La France insoumise a des démangeaisons à la patrie et cela ne transpire pas seulement dans son nom. Tout le monde se rappelle comment le tricolore est venu remplacer le rouge dans les rassemblements préélectoraux organisés autour de Mélenchon, ce qui n’est déjà pas un bon signal et rappelle de très mauvais souvenirs (cf. « Quand la gauche singeait le fascisme », RésisteR ! #52, novembre 2017). Cette prise de distance vis-à-vis de l’internationalisme ouvrier trouve son origine dans la stratégie électoraliste de la FI, comme pour le PCF qui l’a pratiquée bien avant elle. Quand on pense que le changement politique passe par la prise du pouvoir d’État plutôt que par son renversement, on finit par attraper un strabisme qui fait voir le cadre national comme le cadre idéal. Et la pente est plus que savonneuse.
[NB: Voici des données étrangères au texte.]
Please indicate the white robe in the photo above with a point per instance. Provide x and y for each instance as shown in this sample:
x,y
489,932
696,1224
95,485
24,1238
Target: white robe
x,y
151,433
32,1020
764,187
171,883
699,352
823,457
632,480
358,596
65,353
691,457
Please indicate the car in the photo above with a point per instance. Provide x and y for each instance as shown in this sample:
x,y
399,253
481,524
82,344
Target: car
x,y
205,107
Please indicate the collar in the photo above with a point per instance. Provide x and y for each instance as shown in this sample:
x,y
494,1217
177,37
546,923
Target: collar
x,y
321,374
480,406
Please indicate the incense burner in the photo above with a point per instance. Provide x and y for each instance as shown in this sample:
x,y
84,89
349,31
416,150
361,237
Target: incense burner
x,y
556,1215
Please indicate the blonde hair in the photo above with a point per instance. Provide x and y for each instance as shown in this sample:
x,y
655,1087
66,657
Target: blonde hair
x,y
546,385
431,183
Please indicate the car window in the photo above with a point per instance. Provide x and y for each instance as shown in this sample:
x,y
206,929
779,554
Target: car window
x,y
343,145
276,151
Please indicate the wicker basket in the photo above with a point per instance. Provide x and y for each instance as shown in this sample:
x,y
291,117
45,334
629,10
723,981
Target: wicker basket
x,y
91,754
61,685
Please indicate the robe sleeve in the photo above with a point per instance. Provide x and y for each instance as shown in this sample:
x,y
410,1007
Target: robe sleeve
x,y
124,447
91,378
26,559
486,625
Il y a un porte-parole national de la FI qui affiche une belle constance en la matière et dont les errements éditoriaux devraient alerter celles et ceux des Insoumis qui ne sont pas totalement gagné∙es par le nationalisme. Il s’agit de Djordje Kuzmanovic, représentant défense et international à la FI et au Parti de gauche, ancien officier de l’armée française… qui n’a manifestement pas totalement rompu avec les valeurs de sa carrière militaire. Kuzmanovic s’était déjà signalé par un affichage sur le site pro-Kremlin Sputniknews fin 2016 et ses prises de position tant vis-à-vis de Vladimir Poutine qu’à l’égard de Bachar el-Assad révélant un tropisme « anti-impérialiste » mal digéré, surtout orienté contre l’impérialisme états-unien mais aucunement sensible au piétinement des droits des peuples par la Russie ou la Syrie. Mais après tout, du côté des Insoumis, il n’est pas le seul, comme en témoigne la chronique sur Le Media du 23 février où Claude El Khal renvoie dos à dos le régime syrien et les milices islamistes pour justifier, en creux, le bombardement des habitant∙es de la Ghouta par le régime.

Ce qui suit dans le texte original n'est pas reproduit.